In fact, the judge seemed more impressed with Miles Theurer, who pleaded no contest in May to two counts of involuntary manslaughter, than he was with Mr. Theurer’s victims or the severity of his offense. Judge Bosch went so far as to describe Mr. Theurer as an “exceptional person.” Mr. Theurer, 24, is a veterinary student at Kansas State University.
He may well be “exceptional,” but that doesn’t justify either the slap on the wrist he got from the judge or the judge’s slap in the faces of the victims’ survivors. For in choosing to drive home despite being drunk, Mr. Theurer showed exceptionally bad judgment. He not only killed two people, he also risked his own life and the lives of other occupants in his truck.

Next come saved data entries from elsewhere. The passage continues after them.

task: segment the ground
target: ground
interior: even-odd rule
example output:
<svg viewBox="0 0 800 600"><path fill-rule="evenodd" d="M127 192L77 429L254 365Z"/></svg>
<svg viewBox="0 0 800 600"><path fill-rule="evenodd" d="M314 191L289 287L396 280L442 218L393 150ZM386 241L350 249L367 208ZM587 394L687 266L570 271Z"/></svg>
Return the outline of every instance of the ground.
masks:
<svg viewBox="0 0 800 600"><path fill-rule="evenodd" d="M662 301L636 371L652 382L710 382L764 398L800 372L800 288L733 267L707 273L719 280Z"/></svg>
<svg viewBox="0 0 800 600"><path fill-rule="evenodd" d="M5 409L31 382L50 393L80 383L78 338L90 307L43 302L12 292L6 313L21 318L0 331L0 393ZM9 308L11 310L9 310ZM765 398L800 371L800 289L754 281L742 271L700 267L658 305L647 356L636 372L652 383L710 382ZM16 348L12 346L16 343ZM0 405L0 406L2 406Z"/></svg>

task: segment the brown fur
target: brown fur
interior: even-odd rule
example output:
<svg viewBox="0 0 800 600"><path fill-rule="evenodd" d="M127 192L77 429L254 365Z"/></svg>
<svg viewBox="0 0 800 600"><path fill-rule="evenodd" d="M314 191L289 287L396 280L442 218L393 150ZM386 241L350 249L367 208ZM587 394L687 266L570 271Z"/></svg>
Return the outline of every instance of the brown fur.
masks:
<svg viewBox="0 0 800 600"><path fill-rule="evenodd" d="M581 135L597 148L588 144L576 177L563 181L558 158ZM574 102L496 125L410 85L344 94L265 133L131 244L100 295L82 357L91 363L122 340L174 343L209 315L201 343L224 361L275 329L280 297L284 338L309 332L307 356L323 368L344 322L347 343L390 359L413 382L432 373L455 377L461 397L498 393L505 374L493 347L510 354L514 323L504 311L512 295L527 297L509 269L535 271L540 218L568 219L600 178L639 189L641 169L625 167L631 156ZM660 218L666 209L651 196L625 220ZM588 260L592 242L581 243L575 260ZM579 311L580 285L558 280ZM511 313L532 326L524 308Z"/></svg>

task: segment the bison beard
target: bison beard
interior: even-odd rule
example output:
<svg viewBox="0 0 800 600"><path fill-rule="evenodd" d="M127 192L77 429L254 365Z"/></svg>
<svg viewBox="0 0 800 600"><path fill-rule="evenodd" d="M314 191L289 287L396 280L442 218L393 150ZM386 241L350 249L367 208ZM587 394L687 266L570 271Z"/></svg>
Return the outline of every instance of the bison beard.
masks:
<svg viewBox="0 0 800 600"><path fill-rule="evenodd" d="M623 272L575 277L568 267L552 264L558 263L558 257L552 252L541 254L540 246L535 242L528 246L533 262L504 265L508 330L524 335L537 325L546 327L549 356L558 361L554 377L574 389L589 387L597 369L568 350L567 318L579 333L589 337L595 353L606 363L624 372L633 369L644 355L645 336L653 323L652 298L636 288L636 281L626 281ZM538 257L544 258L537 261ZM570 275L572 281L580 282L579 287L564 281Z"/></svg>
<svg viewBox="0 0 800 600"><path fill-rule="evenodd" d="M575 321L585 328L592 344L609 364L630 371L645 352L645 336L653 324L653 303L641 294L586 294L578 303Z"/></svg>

The victims, Michael Stanley and Elizabeth Young, were both 31 and lived in Ogden. They were westbound on K-18 near the Manhattan Regional Airport the morning of May 14, 2012, when the truck Mr. Theurer was driving crossed into their lane and collided head-on with their sedan. Mr. Theurer and three other veterinary students were returning home after a night of drinking at a strip club in Junction City. Mr. Theurer’s blood-alcohol content was twice the legal threshold for intoxication.
Mr. Stanley and Ms. Young, both of whom had children, were engaged to be married. Their children deserve a better measure of justice than Judge Bosch meted out.
As part of Mr. Theurer’s 36 months of probation, during which he can continue to pursue his veterinary degree, he must give 36 speeches to high school, college and other audiences about the perils of drinking and driving. That sounds constructive. Unfortunately, the judge can’t order Mr. Theurer’s audiences to ignore the fact that his speeches are mandatory, not voluntary. Nor can the judge expect Mr. Theurer’s punishment to serve as much of a deterrent to his audiences or anyone else.
In issuing the sentence, Judge Bosch rejected a reasonable plea agreement under which Mr. Theurer would have served three years in prison. That sentence, as prosecutors pointed out, reflected the fact that Mr. Theurer had no criminal record.
Judges in Kansas, however, have the discretion to depart from presumptive sentences if they believe “substantial and compelling” reasons exist. Judge Bosch, who’s been on the bench for less than a year, clearly believed they existed in this case. He was wrong.